Which leads me to my third point. Some members of the Committee have expressed interest in our Affiliate members.
These are non-CA principals or partners in Chartered Accounting firms with signing authority. To be eligible to be an affiliate they must meet defined education and experience requirements such as holding a degree, have completed both our affiliates and public practice programs, and comply with the CA ANZ Code of Ethics.
Less than 2 per cent of our 140,000 members are Affiliates.
But including them in our scheme means more professionals can be held to higher standards, extending protections to more consumers.
I would now like to briefly turn to my fourth point which is an overview of our conduct and disciplinary system.
Complaints are handled by an independent Professional Conduct Committee and, where required, referred to a Disciplinary Tribunal and/or an Appeals Tribunal. These bodies are made up of senior professionals, including accountants, lawyers and ethicists.
The Tribunal has the power to impose fines of up to $50,000 for individuals and $250,000 for practice entities, in addition to suspension or expulsion.
Between December 2024 (being the time since we last provided data to the Committee) and December 2025, the Professional Conduct Committee received 707 complaints and resolved 710 matters.
More than two-thirds of those matters arose from self-reporting and proactive monitoring, including in large firms — reflecting our active and interventionist approach to regulation.
Over 2024 and 2025, we implemented a major reform program under our Going Further Roadmap to modernise our regulatory framework and strengthen accountability even more.
Our members voted to change our By-Laws, expanding our disciplinary powers, increasing fines, and the ability to investigate former members.

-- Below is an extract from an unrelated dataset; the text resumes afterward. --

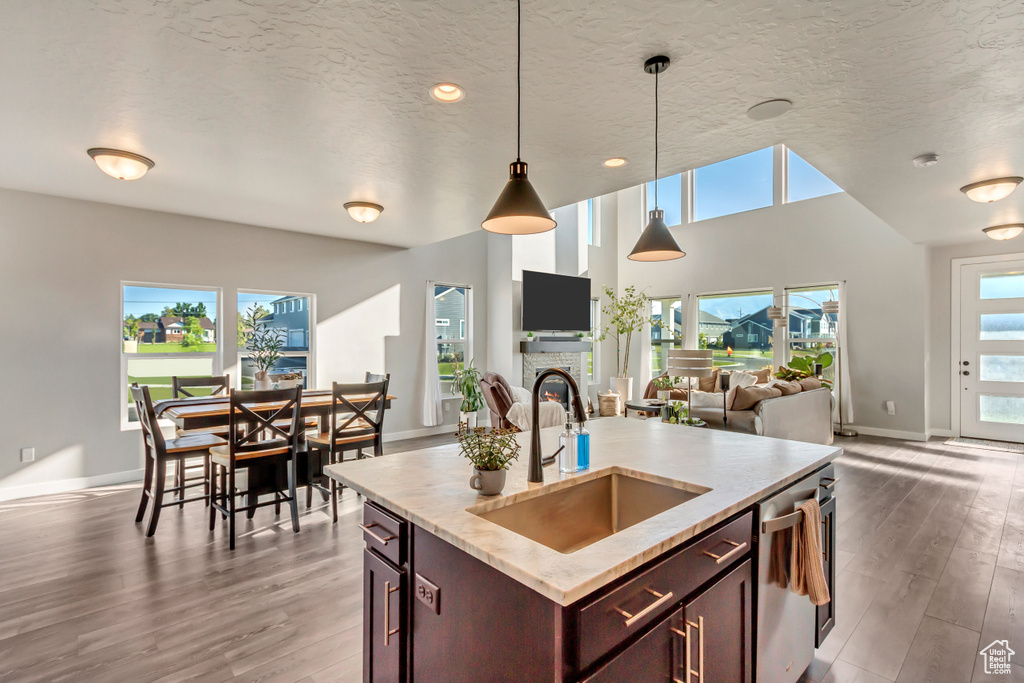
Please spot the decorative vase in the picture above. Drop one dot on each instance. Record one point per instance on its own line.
(488, 482)
(624, 387)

We refocused our disciplinary system to prioritise serious misconduct and resolve high-risk matters and streamlined our complaint handling to be more proportionate and effective.
Ethical standards were lifted across the membership by embedding the Chartered Accountant’s Commitment into annual renewal and increasing mandatory ethics CPD.
We strengthened quality assurance by expanding risk-based quality reviews, particularly for large firms, with a focus on emerging areas such as AI. And we moved from self-attestation to active verification using data and automation to identify risk and drive enforcement action where it matters most.
Our strengthened framework is having an impact.
But like every profession, there will always be those who fall short. When that happens, we have a robust system in place to respond firmly and fairly, in the interests of the public and the profession.
In closing, I want to acknowledge the large majority of our members who work diligently, ethically and professionally every day.
They expect strong standards, credible enforcement and public confidence in their profession — and so do we.
My colleagues and I welcome the Committee’s questions.